Anımsıyorum da bir vakitler, bu coğrafyada bir işe yaradıklarını  göstermek isteyenlerin tercih ettikleri bir yöntem vardı. Masumlar, ki özellikle gençler  “eşkıya”, “terörist”, “gerilla”  olarak gösteriliyor ve haliyle de infaz ediliyorlardı. Cesetlerin ailelere iade edilmeleri bile makbul sayılıyordu o vakitler.

İşte Mehmet Ağar, teyit etti bunu…

Söylediklerini yorumlamaya, gerek yok. Üzerinde uzun uzun düşünmeye de…

Mehmet Ağar; söyledi söyleyeceğini. Kimi “sol” pişmanlık diye yazdı, kimileri de son pişmanlık. Neyse.

Her daim inandığım düstur,;insanların; “pişman” olmak,” itiraf” etmek,  “itaat” etmek hatta ve hatta  “ihanet” etmek  hakları var.
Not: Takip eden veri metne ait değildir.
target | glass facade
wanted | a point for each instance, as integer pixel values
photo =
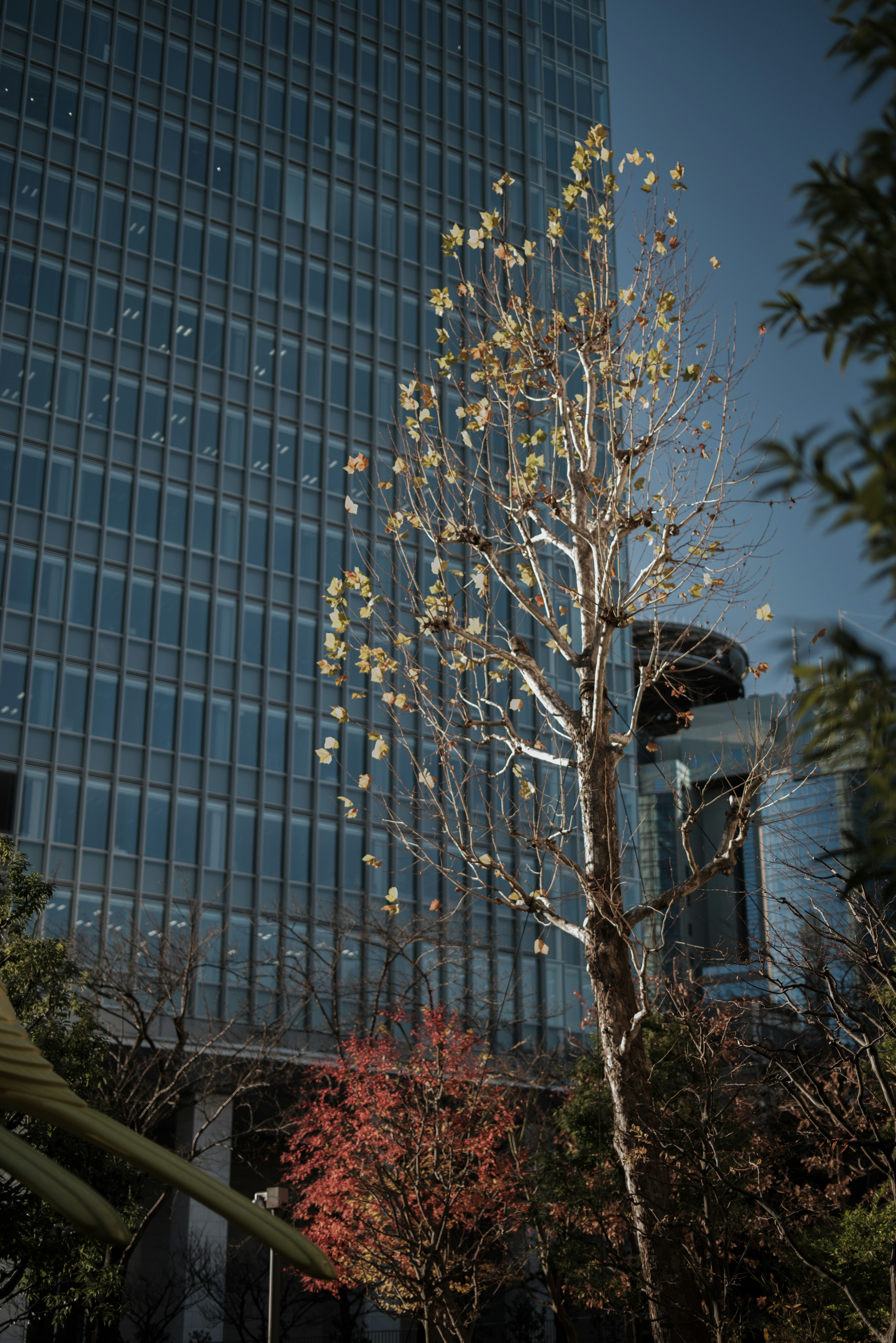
(218, 222)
İster saygı duyun, ister duymayın, fakat ikinci, üçüncü, bilmem kaçıncı değil bu hak, insan hakkı kadar kutsal; bırakın bunu kullansınlar kullanmak isteyenler…

Mehmet Ağar da bu hakkı kullandı!

Öyleyse; hiddet şiddet,  küçümseme niye?

Bırakın kullansın, kullanabildiği kadar, sadece dinleyin, anlamayın ama araştırın niyetini…

Nereden nereye geldik.

Malum; Özel Kuvvetler Komutanlığı’nda görevli  Tuğgeneral Semih Terzi eldeki verilere göre  darbeciydi.
Ve şehit olacağını  bile bile Astsubay Ömer Halisdemir, tetik düşürdü; infaz etti Semih Terzi’yi…

İyi de yaptı.

Dedik ya nereden nereye geldik.

Herkes aynı mantıkta, aynı düşüncede…

Sudaki iz mesela, aynı mantık aynı düşünce. Dokunulması imkansız. Dokunulursa  görüntü, mantık, düşünce yok olacak, ezber bozulacak..

Hadi dokunmak değil de, dokunmaya teşebbüs edelim.

Soru ortada Semih Terzi’nin telefonunda da meşhur Bylock programı  var mıydı?